Observing high error rates in AI powered workflows

Incident Report for MindTickle, Inc.

Postmortem

Incident Summary: On January 9, 2025, at 11:47 PM PST, AI-powered features of the Mindtickle platform began experiencing a high error rate due to an infrastructure outage at the Microsoft Azure data center. This incident was triggered by a networking configuration issue in the Azure PubSub service.

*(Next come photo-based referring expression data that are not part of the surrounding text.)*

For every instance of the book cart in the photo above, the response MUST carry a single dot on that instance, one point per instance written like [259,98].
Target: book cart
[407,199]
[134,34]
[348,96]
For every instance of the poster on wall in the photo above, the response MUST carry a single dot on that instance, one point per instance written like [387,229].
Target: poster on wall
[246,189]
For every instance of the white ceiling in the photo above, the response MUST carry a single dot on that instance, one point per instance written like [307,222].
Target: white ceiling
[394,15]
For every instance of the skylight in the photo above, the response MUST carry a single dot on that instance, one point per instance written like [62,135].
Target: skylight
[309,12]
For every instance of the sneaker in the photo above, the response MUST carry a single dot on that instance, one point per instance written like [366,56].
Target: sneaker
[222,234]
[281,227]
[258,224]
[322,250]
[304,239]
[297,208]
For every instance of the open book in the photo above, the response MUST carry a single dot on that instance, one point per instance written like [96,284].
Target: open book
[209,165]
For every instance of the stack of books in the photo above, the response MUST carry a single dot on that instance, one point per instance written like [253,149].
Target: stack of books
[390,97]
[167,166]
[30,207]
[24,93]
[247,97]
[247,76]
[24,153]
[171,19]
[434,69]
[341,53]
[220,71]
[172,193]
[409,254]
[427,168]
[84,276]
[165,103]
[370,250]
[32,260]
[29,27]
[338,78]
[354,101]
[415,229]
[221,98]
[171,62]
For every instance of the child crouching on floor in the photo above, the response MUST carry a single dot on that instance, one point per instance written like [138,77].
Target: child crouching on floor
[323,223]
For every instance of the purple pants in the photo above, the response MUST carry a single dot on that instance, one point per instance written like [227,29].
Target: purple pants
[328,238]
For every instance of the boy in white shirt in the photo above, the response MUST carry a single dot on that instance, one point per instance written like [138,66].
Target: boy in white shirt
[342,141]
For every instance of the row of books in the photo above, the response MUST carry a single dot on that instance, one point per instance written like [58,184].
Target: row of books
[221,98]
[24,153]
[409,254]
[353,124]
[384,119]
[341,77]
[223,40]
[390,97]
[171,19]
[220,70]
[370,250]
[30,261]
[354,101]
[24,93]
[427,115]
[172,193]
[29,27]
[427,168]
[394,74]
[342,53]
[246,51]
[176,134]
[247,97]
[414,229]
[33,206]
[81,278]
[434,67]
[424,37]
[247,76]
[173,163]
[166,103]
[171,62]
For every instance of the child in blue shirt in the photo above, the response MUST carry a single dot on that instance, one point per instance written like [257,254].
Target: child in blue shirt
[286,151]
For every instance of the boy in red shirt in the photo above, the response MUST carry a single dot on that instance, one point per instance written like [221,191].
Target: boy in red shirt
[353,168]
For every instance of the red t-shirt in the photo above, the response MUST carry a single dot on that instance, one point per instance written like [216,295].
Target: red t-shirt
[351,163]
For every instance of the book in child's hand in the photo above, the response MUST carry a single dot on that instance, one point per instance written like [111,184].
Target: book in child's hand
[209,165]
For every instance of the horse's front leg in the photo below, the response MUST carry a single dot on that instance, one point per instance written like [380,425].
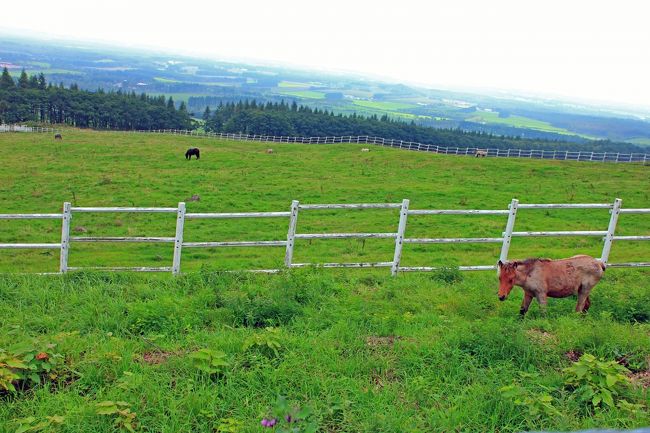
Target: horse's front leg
[583,300]
[528,298]
[542,301]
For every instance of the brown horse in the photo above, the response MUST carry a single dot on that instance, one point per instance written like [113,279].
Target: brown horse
[542,278]
[193,151]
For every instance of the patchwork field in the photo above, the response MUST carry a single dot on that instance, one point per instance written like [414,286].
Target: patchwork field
[355,350]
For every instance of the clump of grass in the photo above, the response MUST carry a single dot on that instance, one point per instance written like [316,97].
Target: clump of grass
[447,275]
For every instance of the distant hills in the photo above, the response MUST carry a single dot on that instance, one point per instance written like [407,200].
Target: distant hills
[202,83]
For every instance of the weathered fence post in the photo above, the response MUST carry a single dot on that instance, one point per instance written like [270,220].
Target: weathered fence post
[65,237]
[510,225]
[609,237]
[178,239]
[291,234]
[399,240]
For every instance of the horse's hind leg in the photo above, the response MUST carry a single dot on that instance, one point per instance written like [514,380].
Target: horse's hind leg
[542,301]
[583,299]
[528,298]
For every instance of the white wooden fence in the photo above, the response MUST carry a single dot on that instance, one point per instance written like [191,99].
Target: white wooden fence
[293,234]
[23,128]
[562,155]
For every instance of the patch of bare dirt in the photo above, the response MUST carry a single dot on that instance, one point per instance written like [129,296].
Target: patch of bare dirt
[380,379]
[388,341]
[573,355]
[156,357]
[540,336]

Impact: The following workflows were affected by high error rates during the incident:

JIT search
Call QnA
AI mission creation
AI assessment creation
AI mission review
Asset email draft generation
Guided program creation (GPC)

Timeline (PST):

[09-Jan-2025, 11:32 PM PST]: Mindtickle systems impacted by Azure Open API outage.
[09-Jan-2025, 11:49 PM PST]: Alerts received for an increased error rate.
[10-Jan-2025, 12:10 AM PST]: Root Cause Analysis (RCA) identified as a networking configuration issue at Azure.
[10-Jan-2025, 12:15 AM PST]: Engaged with Azure Support team, to identify possible solutions.
[10-Jan-2025, 12:40 AM PST]: Fallback deployment initiated in a different Azure availability zone.
[10-Jan-2025, 01:41 AM PST]: Error rates returned to normal; all systems green.

Resolution: To mitigate the issue, we redeployed affected services in an alternate Azure availability zone and redirected traffic to these new deployments. This resolved connectivity issues and restored full functionality.

Next Steps:

Collaborate with Azure to ensure the robustness of zonally redundant services and minimize dependency on a single zone.
Review and optimize our fallback mechanisms to ensure faster mitigations.
Conduct internal drills to simulate similar outages and test disaster recovery strategies.

We appreciate your patience and understanding as we work to improve our platform's resilience and minimize the impact of external outages.

Posted Jan 16, 2025 - 01:42 PST

Resolved

A fix has been implemented and the issue is now resolved. All AI powered workflows are now operational.

Posted Jan 10, 2025 - 01:41 PST

Monitoring

A fix has been implemented and we are monitoring the results.

Posted Jan 10, 2025 - 01:07 PST

Investigating

We are observing high error rate in below workflows
1. JIT search
2. Call QnA
3. AI mission creation
4. AI assessment creation
5. AI mission review
6. Asset email draft generation
7. Guided program creation (GPC)

This initial investigation suggests this is linked to the outage on Azure. We are working with the Microsoft team to debug this further.

Posted Jan 09, 2025 - 23:47 PST

This incident affected: Practice and Execution (Mission, Call AI) and Mindtickle Copilot (Mindtickle Copilot).